- Born: Bayport, New York, U.S.
- Education: Dartmouth College (A.B.) University of California, Davis (M.S., Ph.D.)
- Known for: Co-founding the milliQan Experiment
- Awards: Fellow of the American Physical Society
- Scientific career
- Fields: Particle physics
- Workplaces: The Ohio State University CERN
- Doctoral advisor: Richard Lander

= Chris Hill (physicist) =

American physicist

Christopher Scott Hill is an American particle physicist and Professor of Physics at The Ohio State University. He is known for his contributions to the study of the top quark and for co-founding the milliQan Experiment at the Large Hadron Collider.

== Early life and education ==
Hill was born in Bayport, New York. He graduated from Bayport-Blue Point High School in 1990. He earned his A.B. in physics and philosophy from Dartmouth College in 1994. He then attended the University of California, Davis, where he received his M.S. and Ph.D. in physics in 1998 and 2001, respectively, under the supervision of Richard Lander.

== Career ==
From 1998 to 2001, Hill conducted doctoral research on the CDF experiment at Fermilab, studying top quark properties in proton-antiproton collisions. He continued this research as a postdoctoral fellow at the University of California, Santa Barbara from 2001 to 2006, where he was responsible for commissioning and operating the CDF silicon tracking detector—the largest of its kind at the time. During this period, Hill and his supervisor Joe Incandela developed the "decay-length method" for measuring the top quark mass, utilizing the Lorentz boost of bottom quarks in top decay.

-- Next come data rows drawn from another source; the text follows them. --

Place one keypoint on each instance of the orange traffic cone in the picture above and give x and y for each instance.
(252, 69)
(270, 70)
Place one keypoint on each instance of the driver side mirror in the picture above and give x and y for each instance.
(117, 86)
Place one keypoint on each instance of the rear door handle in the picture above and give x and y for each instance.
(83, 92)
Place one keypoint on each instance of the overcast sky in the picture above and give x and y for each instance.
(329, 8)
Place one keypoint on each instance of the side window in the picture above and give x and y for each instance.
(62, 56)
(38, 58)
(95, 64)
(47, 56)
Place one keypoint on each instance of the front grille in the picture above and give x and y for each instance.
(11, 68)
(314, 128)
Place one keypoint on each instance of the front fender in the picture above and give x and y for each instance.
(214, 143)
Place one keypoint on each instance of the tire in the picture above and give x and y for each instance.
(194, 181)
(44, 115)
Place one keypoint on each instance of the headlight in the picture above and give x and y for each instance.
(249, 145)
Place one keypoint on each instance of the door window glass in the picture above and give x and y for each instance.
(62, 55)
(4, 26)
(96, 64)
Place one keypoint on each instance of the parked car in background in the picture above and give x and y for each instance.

In 2006, Hill became a lecturer in physics at the University of Bristol, shifting his research to physics beyond the Standard Model with the CMS experiment at the LHC at CERN. He was an early proponent of searching for "long-lived particles" (LLPs) at the LHC, which has since become a significant area of research in high-energy physics.

In 2010, Hill joined The Ohio State University as an associate professor, becoming a full professor in 2014. From 2012 to 2014, he served as deputy physics coordinator of the CMS experiment during the discovery of the Higgs boson.

In 2014, Hill co-founded the milliQan Experiment to search for millicharged particles, potential candidates for dark matter. He has served as co-spokesperson of the milliQan collaboration since its inception.

== Awards and honors ==
- Fermilab LPC Distinguished Researcher (2016)
- Elected Fellow of the American Physical Society (2016) "For contributions to silicon tracking detectors at hadron colliders and for the development of novel analysis techniques, particularly those used in the searches for beyond the standard model particles with long lifetimes."